Thorpe
- Full name: Thorpe Football Club
- Nickname: the Villagers
- Founded: 1882
- Dissolved: 1893
- Ground: School Lane
- Secretary: W. S. Barker
| to 1888 colours | from 1888 colours |

= Thorpe F.C. =

Thorpe F.C. was a football club from Thorpe Hamlet in Norwich, active in the 19th century.

==History==

The club was founded in 1882.

In 1887, Thorpe gained the services of Walter Hansell, who had won the FA Cup with the Old Carthusians in 1881, who promptly became captain, and scored 20 goals in his first season with the club, in which it reached the Norfolk Senior Cup final for the first time. Thorpe however lost the final to Wymondham Town. The club reached the final again in 1890, but again lost, this time to Lynn Town, hindered by an injury to Rix early in the game.

Thorpe entered the FA Cup for the first time in 1889–90, by which time qualifying rounds had been introduced. The club's first fixture was at Old Harrovians, which meant a chance to play on the Kennington Oval, and Thorpe's 4–2 win was the first for any Norfolk club in the national competition.

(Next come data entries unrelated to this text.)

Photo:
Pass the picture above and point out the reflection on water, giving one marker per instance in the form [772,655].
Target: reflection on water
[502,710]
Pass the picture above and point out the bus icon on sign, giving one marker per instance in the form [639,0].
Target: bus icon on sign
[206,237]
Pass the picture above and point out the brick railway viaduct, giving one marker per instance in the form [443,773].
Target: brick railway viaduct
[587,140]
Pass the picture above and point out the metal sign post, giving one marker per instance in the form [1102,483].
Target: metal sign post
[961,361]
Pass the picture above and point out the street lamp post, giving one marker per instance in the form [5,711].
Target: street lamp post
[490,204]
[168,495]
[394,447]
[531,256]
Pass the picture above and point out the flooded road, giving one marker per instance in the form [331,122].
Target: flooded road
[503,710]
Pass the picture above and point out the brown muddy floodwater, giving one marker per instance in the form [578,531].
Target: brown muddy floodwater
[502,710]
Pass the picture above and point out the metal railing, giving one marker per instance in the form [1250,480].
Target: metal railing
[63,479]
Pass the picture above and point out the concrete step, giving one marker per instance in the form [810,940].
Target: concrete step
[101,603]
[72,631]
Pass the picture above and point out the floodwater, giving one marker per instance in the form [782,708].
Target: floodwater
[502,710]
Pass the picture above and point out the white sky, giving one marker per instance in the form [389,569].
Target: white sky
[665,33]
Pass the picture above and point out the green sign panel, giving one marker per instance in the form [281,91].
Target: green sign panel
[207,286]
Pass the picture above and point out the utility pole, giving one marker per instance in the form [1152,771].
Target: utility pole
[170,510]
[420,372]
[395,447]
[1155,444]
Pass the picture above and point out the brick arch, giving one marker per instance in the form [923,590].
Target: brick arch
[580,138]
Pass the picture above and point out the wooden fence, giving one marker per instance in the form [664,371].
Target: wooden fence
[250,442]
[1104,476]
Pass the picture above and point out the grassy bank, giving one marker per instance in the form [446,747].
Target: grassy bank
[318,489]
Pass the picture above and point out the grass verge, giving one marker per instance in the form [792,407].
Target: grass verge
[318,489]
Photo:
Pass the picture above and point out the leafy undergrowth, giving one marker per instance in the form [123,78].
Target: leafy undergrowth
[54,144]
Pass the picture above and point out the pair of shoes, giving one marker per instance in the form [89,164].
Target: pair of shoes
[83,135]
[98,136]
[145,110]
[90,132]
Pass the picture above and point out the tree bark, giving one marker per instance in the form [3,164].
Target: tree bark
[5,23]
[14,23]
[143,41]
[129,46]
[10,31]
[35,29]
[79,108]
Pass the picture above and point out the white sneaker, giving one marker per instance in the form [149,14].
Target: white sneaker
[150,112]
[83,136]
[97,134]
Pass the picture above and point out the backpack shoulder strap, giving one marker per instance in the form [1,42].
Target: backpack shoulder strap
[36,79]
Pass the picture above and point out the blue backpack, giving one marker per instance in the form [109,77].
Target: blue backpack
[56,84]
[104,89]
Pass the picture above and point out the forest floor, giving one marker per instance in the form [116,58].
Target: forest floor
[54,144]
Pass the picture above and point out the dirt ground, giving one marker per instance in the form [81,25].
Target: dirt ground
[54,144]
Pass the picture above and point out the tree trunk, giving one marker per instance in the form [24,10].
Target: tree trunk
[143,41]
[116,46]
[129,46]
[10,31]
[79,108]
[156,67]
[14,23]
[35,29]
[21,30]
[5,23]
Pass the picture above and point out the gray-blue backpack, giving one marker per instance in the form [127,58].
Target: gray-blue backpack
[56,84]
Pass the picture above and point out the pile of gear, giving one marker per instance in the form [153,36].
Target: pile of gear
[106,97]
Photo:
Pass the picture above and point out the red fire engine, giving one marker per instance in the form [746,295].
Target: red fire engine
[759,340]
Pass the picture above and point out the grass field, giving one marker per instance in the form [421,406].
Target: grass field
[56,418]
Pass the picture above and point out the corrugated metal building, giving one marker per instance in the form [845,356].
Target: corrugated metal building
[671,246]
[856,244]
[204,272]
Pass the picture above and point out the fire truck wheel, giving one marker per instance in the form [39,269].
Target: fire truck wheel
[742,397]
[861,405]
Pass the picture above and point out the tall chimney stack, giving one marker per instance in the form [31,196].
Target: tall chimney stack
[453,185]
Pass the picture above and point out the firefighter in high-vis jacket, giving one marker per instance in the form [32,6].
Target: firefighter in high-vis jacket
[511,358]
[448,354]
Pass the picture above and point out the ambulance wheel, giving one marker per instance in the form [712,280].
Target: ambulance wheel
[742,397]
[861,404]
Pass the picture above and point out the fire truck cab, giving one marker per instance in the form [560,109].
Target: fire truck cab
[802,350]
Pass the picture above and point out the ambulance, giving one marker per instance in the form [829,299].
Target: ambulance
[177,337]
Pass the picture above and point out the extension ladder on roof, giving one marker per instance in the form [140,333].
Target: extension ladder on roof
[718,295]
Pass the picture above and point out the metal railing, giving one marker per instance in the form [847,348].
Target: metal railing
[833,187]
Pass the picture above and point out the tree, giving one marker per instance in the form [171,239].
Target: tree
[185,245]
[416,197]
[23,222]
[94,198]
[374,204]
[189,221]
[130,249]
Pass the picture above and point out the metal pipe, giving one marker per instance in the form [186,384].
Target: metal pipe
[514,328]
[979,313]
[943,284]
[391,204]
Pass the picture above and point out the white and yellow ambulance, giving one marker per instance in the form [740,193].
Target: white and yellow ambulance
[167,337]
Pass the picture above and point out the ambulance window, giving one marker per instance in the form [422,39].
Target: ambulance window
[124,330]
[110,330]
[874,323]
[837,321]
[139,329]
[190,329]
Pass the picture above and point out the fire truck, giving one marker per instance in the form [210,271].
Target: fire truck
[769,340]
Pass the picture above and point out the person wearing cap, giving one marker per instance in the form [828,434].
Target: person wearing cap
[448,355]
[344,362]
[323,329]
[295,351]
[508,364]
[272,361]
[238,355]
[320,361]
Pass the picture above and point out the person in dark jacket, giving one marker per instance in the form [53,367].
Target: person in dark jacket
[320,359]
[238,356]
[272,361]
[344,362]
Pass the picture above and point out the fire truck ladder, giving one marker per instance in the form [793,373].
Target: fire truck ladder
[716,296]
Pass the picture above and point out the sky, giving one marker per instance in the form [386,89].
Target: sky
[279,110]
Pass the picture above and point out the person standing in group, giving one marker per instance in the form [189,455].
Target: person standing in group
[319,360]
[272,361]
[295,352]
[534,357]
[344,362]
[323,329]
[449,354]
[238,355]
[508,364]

In the second qualifying round, the club was drawn at home to Royal Arsenal, and the game ended 2–2, despite the sides playing an extra 30 minutes. The draw caused problems for Thorpe; with two players injured and a clashing Norfolk Senior Cup tie, Thorpe ceded the tie. Thorpe had put in a protest that one Arsenal goal came from a corner in which the corner post had been removed but withdrew it for the sake of sportsmanship.

The win over the Harrovians was Thorpe's only win in the competition; its last entry to the Cup was in 1892–93, and the club seemingly disbanded in November 1892, in part because Hansell's work took him to Mexico, when scratching to South Yarmouth in the Norfolk Cup. However the club managed to keep going until 1894–95, the last recorded match of any note being a 4–2 defeat at Norwich C.E.Y.M.S. in the first round of the Senior Cup.

The club disbanded at the end of the season, with locals attempt to revive the club in August solely with Thorpe Village men. Thorpe's players, including captain G. M. Wright, had joined Norwich C.E.Y.M.S.

==Colours==

The club originally played in navy blue. In 1887 the club changed to cardinal and grey.

==Ground==

The club first played at Thunder Lane on the outskirts of Norwich. In 1888 it moved to School Lane. The club's Cup tie with Arsenal was played at the Lakenham cricket ground.